The advantage over hand-drawn diagrams is that when the process changes, you re-record and regenerate. The documentation stays in sync with reality.
Examples:
ChatGPT: Cration Sales Order with Shipment Agent condition
flowchart LR
A([Start]) --> B[Create Sales Order]
B --> C[Select Customer]
C --> D[Add First Sales Line]
D --> E[Set Quantity to 1]
E --> F[Set Shipping Agent]
F --> G{Shipping Agent?}
G -->|DHL| H[Add Extra Line\nQuantity 1\nUnit Price 100]
G -->|FEDEX| I[Add Extra Line\nQuantity 1\nUnit Price 200]
G -->|Other| J[No extra pricing branch]
H --> K[Finish Sales Order]
I --> K
J --> K
K --> L([End])

Claude: Cration Sales Order with Shipment Agent condition

2. Test Scripts
The YAML is already a test script in a technical sense, but a human-readable version is still useful for UAT sign-off sheets, audit trails, and onboarding. Both Claude and ChatGPT can convert the YAML into structured test cases with preconditions, steps, and expected results — the format business users and auditors expect.
In practice, Claude tend to win on BC-specific terminology and field names, while ChatGPT is often faster for quick conversions and formatting.
ChatGPT: Cration Sales Order with Shipment Agent condition
Claude: Cration Sales Order with Shipment Agent condition
3. User Manuals
The same recording becomes the basis for a step-by-step user manual. Feed the YAML to the AI along with screenshots from the playback, and you get a numbered walkthrough written in natural language — "Open the Sales Orders page, click New, enter the customer number in the Sell-to Customer No. field" — ready to drop into SharePoint, Confluence, or a Word document.
This is the part that usually gets skipped on projects because nobody has time. When the first draft takes thirty seconds to generate, it actually gets done.
ChatGPT: Cration Sales Order with Shipment Agent condition
Claude: Cration Sales Order with Shipment Agent condition
Copilot Agent: Cration Sales Order with Shipment Agent condition
Best practices
A few habits make the difference between a script that works once and a script that survives six months of environment changes:
Start from a known page like the Role Center, so playback has a predictable entry point.

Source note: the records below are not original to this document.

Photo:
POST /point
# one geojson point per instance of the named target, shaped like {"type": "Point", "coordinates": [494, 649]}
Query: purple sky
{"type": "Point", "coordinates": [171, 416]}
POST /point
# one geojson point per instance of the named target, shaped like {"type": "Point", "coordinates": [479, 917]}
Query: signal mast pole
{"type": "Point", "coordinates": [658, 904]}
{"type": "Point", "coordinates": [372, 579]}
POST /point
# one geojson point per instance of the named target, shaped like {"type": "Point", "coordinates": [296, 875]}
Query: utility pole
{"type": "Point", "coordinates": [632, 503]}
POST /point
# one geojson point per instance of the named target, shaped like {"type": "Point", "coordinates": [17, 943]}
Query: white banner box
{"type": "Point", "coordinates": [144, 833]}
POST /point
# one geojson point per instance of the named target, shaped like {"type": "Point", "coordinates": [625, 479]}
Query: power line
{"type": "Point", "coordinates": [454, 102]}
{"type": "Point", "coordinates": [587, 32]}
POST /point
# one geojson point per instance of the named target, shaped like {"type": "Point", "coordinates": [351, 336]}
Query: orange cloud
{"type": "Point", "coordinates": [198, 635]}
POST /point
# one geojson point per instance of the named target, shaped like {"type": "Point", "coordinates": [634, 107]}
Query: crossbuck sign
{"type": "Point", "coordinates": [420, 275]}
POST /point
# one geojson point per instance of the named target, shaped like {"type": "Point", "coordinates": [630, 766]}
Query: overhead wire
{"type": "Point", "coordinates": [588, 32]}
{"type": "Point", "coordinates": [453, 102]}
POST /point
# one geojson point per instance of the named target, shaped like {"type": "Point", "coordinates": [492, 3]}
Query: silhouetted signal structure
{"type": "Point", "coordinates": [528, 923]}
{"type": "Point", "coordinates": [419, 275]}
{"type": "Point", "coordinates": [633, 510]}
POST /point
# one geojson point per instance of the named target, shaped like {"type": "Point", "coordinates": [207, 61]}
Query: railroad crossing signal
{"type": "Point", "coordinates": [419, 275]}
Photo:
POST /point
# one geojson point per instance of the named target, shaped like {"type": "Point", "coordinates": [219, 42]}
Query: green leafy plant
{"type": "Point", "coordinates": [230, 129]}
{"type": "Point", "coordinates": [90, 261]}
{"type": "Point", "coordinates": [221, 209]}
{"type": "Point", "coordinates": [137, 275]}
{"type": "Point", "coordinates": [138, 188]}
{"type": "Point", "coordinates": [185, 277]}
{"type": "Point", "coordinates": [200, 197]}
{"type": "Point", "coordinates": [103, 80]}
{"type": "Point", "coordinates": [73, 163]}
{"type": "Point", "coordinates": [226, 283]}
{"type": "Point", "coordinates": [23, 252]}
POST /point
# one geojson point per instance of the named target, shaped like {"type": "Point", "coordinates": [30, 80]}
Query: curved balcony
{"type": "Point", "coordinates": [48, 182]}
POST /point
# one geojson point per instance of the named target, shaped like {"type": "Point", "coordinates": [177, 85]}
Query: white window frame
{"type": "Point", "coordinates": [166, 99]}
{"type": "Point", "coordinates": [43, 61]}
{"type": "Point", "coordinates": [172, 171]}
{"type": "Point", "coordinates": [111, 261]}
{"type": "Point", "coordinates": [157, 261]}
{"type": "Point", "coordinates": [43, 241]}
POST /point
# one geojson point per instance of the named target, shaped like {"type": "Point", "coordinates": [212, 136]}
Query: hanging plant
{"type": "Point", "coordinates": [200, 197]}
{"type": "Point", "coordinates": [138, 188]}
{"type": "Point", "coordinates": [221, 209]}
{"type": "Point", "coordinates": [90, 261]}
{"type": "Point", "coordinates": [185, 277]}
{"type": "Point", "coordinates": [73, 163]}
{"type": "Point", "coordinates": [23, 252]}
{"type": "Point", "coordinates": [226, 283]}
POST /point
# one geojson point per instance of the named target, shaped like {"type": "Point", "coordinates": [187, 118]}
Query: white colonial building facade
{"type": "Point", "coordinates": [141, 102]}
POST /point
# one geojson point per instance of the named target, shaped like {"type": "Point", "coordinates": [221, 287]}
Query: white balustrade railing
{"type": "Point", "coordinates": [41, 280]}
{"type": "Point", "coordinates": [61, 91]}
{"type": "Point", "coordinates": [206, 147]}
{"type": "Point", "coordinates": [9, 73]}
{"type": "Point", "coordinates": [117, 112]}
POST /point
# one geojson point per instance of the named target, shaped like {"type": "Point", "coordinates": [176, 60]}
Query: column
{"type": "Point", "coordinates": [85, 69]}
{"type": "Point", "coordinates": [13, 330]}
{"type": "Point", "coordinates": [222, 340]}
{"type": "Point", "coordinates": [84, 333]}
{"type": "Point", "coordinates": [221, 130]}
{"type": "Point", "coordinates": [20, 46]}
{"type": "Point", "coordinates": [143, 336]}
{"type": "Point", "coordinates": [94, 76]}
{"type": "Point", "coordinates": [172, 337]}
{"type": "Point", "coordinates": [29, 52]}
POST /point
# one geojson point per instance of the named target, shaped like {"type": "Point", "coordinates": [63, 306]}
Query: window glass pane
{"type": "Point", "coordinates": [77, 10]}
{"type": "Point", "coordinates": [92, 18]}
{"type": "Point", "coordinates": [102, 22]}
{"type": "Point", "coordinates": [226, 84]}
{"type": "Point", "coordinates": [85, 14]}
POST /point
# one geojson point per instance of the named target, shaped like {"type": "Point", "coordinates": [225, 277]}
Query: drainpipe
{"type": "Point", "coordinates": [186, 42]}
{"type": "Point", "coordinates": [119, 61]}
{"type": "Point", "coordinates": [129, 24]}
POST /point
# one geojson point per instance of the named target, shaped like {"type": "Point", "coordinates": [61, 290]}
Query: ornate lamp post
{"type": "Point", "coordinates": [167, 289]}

Use test data, not production data — scripts capture field values, and you don't want customer names ending up in a shared recording.
Break large processes into smaller scripts and compose them with the include feature. A 200-step recording is fragile; five 40-step recordings chained together are not.
Reduce dependency on volatile data — use fixed test customers and items instead of whatever happens to be at the top of the list today.
Running scripts in CI/CD
Page Scripting isn't limited to the BC client. Microsoft ships a tool called bc-replay that runs saved scripts headlessly, which means UAT can become part of a real pipeline.
Install it with:
npm i @microsoft/bc-replay --save
Then run:
npx replay
passing the environment URL, authentication, and a results folder. The output is a pass/fail report per script, which plugs straight into Azure DevOps or GitHub Actions as a gate on releases. Every change to an extension or configuration can be automatically validated against the real business processes that matter.
Key takeaways
Page Scripting is a practical no-code layer for UAT and repeatable process checks — and on its own it's already worth the time to learn. What changes the calculation is pairing it with an AI assistant. A single recording session becomes a process diagram, a formal test script, and a user manual, all derived from the same source of truth and all regenerable when the process changes.
The full lifecycle the tool supports — record, edit, validate, save, share, replay — maps onto the full lifecycle documentation actually needs. For teams that have been treating documentation as an afterthought because the effort never felt justified, this is the workflow that makes the effort small enough to be worth it.